There was a Sunday afternoon when I was a child that I sat my mother down and demanded to know about life and death, where babies come from, and where we go. When my mother had answered all my questions to my satisfaction, I announced, “I’ve learned a lot today,” and left the room confident in my grasp of existence.
To say I’ve “learned a lot” from the Brothers, from the other interns and residents, from the time spent here in prayer and silence, would be a simplification of the same sort. To give in to my tendency to itemize and label each “revelation” and new awareness seems to me to be my thirty-three-year-old version of that same seven-year-old confidence: an only slightly more grown up “I’ve got this.”
During the nine months in the Monastic Internship Program, I always found it difficult to answer the question most commonly posed by guests during Sunday talking meals: “Why are you doing this program?” I think one particularly taxing week I may have responded with, “I heard there was treasure buried under the Chapel.”

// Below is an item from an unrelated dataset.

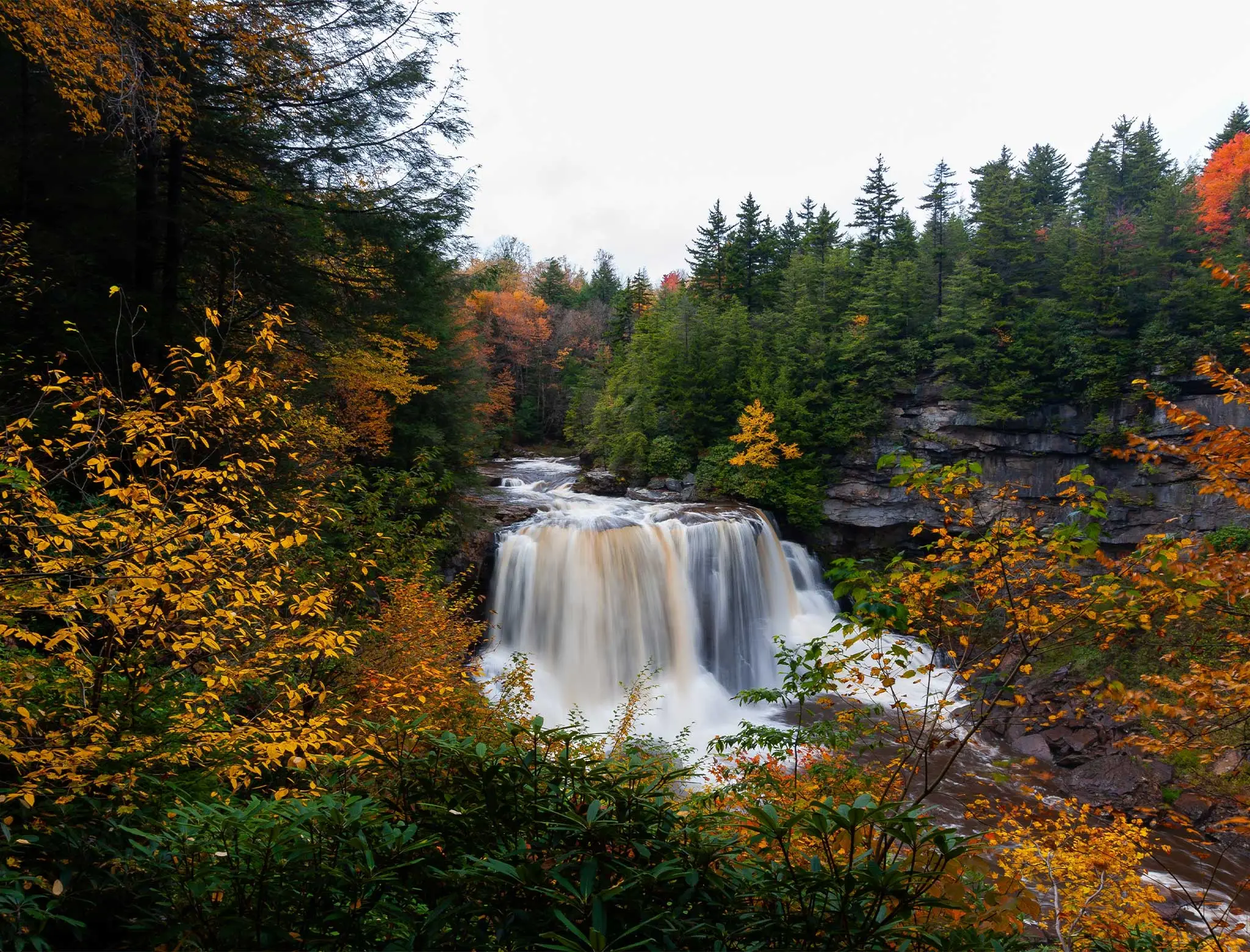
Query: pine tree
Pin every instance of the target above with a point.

As an adult, I haven’t been blessed with the same gift of certainty I had as a child. I cannot claim many affirmative statements about God, myself, or the world. I entered the Monastery with a list of questions ranging from the subject of theodicy to the definition of love. I guess my response to the guests’ repeated question should have been that I came here wanting an index of answers, one monolithic truth about who and what God is, a tremendously long, Roman-numeraled outline entitled “How to Be a Human and Do This Whole ‘Life’ Thing.”
But better than a great big cosmic sense of “I’ve got this” was the invitation to get comfortable in uncertainty. And more relevant than a clearly delineated blueprint of reality were often the quiet truths couched in the negative. “Love is not coercive,” a Brother told us interns. “Force is not of God,” a hymn repeated. And finally, from a James Martin, SJ book we read as a group, words that now speak to me from three Post-It notes on my mirror, “You’re not God. This isn’t heaven. Don’t be a jackass.”
Besides my being sleepy, my most intense experience of my time at SSJE has been one of gratitude. In the understanding I had of faith for most of my life, calling me an unbeliever would be generous. (A generosity often extended to me by those blessed with religious certitude.) By their doing and not doing, by their words and silence, mostly by their astonishing expression of grace, the Brothers have helped heal and widen the damaged and limited awareness of God, self, and faith that I brought with me nine months ago.